Come al solito, partiamo dall’organizzazione del viaggio.

L’India certamente non era la nostra prima scelta, anzi probabilmente proprio non la prendevamo neanche in considerazione fino a qualche mese fa, poi la volontà di evitare anche quest’anno la profilassi antimalarica, ci ha fatto restringere le ricerche sulla meta ed abbiamo iniziato a considerare l’ipotesi Rajasthan e Laccadive per poter fare alcuni giorni di mare, visto che nell’ultimo viaggio in Perù qualche giorno di relax al mare un po’ ci era mancato.

In più altro punto a favore su questa meta è data dalle condizioni meteo ottimali per il periodo di novembre.

Così intorno alla fine di giugno iniziamo a ricercare informazioni in rete.

Subito capiamo che se vogliamo fare un giro serio in Rajasthan dovremo anche quest’anno rinunciare al mare, infatti oltre al costo esorbitante per un soggiorno alle Laccadive c’è anche un problema di logistica, infatti si perderebbe troppo tempo per raggiungerle.

Bene al lavoro e grazie san Google, la guida Lonely Planet e alcuni frequentatori di IHV, tra cui cito MrA, Federicop e Marcaval si proprio lui quello che ci ha già aiutato per il Madagascar e il Perù racimoliamo un’infinità di informazioni.

Stavolta una grande mano c’è la offre anche Simona, alias Stella che avevamo aiutato per il suo viaggio in Madagascar.

Ci piacerebbe girare per conto proprio, con i mezzi locali, autobus e treno, ma con soli 17 giorni decidiamo che la cosa migliore è affidarsi ad un’agenzia del posto per affittare un’auto con driver per girare in Rajasthan poi, con un treno notturno, andremo a Vararanasi ( Benares) e da lì con un volo interno torneremo a New Delhi.

Chiediamo diversi preventivi in rete, più o meno tutti hanno  lo stesso importo, alla fine scegliamo Tour Passion un’agenzia il cui gestore, Bobby, parla anche un buon Italiano, proprio questo motivo ci ha fatto scegliere la sua agenzia.

Bobby mi ha poi detto che ha imparato l’Italiano perché per molto tempo ha lavorato come guida per i Viaggi del Ventaglio fino a quando, qualche anno fa ha deciso di mettersi in proprio. Ora possiamo dire che la nostra scelta si è dimostrata ottima.

Non ci resta che comperare i biglietti, scegliamo Luftansa, anche se non è la meno costosa, ma parte da Falconara a 3 Km da casa nostra e questo ci fa molto comodo. I biglietti ci costano 870 euro cadauno. 

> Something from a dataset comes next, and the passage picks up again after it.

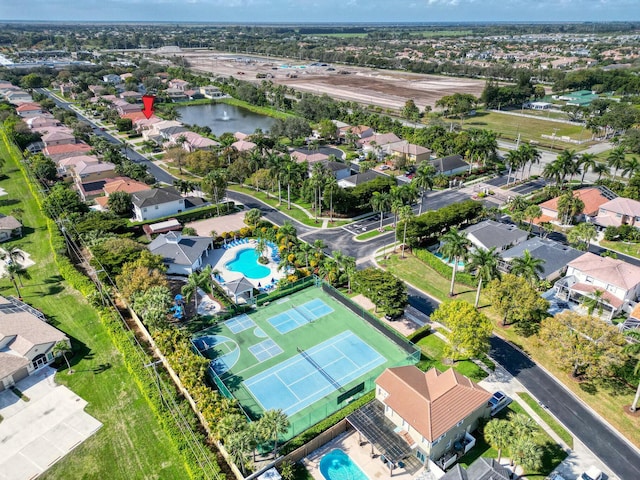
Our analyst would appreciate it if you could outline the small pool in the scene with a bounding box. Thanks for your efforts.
[225,248,271,280]
[434,252,464,267]
[320,448,369,480]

Mi sono già dilungato troppo con preparativi, veniamo ora al viaggio vero e proprio.

 

 

Anzi no, partiamo dal 11/11, il giorno del volo per New Delhi, infatti all’aeroporto di Falconara, la gentile donzella al desk per produrre i biglietti ci dice che non può emettere il biglietto per il volo internazionale perché il nostro volo da Falconara a Munich è in ritardo di 50 min. e non faremo mai in tempo a prendere la coincidenza.

Dopo un’animata discussione la convinciamo ad emettere ugualmente i biglietti internazionali, poi una volta a Monaco vedremo il da farsi.

Il  risultato è che riusciamo ad imbarcarci nel volo internazionale in tempo in tempo, ma Luftansa non fa in tempo a imbarcare gli zaini, a destino ne arriva uno solo, tra l’altro quello meno importante, infatti rimane a spasso per l’Europa quello con i medicinali.

Vabbè ci rassegniamo e facciamo denuncia di smarrimento di uno zaino al desk dell’aeroporto.

Problema: dove ci recapiteranno lo zaino? Noi non abbiamo un tour con le tappe già prestabilite, a parte alcuni hotel già prenotati, per cui non potremo essere rintracciati…

contatto telefonicamente il ragazzo dell’agenzia di Delhi con cui abbiamo affittato l’auto per chiedere come possiamo fare, se è meglio che rimaniamo a New Delhi un altro gg e poi passare a prendere lo zaino l’indomani mattina e iniziare il giro con un giorno di ritardo ma Bobby ci  dice di lasciare il suo  numero di telefono alla Luftansa in modo  da far recapitare lo zaino a lui che poi in qualche modo ce l’avrebbe fatto avere.

Che fare? Ci fidiamo di Bobby e si parte, il Rajasthan ci aspetta.

Fuori incontriamo il nostro driver, è un ragazzo di 29 anni di nome Raj,  è sposato e ha due   bambine.

L’auto in cui saliamo è un’Ambassador bianca degli anni ’70 vagamente somigliante ad un vecchio 1100 FIAT, pulitissima e  tirata a lucido come poche ne ho viste, dotata di aria condizionata ed è comodissima. Pochi minuti  e siamo già nel caos infernale delle strade di Delhi. Certo la strada è a quattro corsie a doppio senso di marcia, ma si viaggia a 20Km all’ora infatti si incontrano risciò, tuc-tuc, biciclette, motorini, vespe, lambrette e qualsiasi due ruote degli anni 60-70 che a suo tempo probabilmente erano a spasso in qualche città europea ed ora trasportano tre o quattro persone indiane, ci sono camion colorati, il cui abitacolo è ornato di fiori bianchi, arancioni, gialli, quasi tutti sono senza lo sportello dalla parte dell’autista e normalmente la parte posteriore del camion è  dipinta e c’è una scritta: “ Please Horn”, infatti il frastuono dei clacson e relativo inquinamento acustico sono a livelli folli, tutti  suonano ripetutamente, in un incrocio, per un sorpasso, quando si attraversa un centro abitato, il tutto senza un minimo di rispetto per le norme della strada, sui semafori  o sugli incroci, vige la legge del più forte si va con cautela e si spera che non accada nulla, ci sono autobus talmente vecchi e malridotti che mi chiedo come possano riuscire ancora a camminare e stare per strada pieni ma talmente pieni di gente da far paura, senza considerare che ai margini del bordo stradale si possono vedere vacche, asini, cammelli, capre…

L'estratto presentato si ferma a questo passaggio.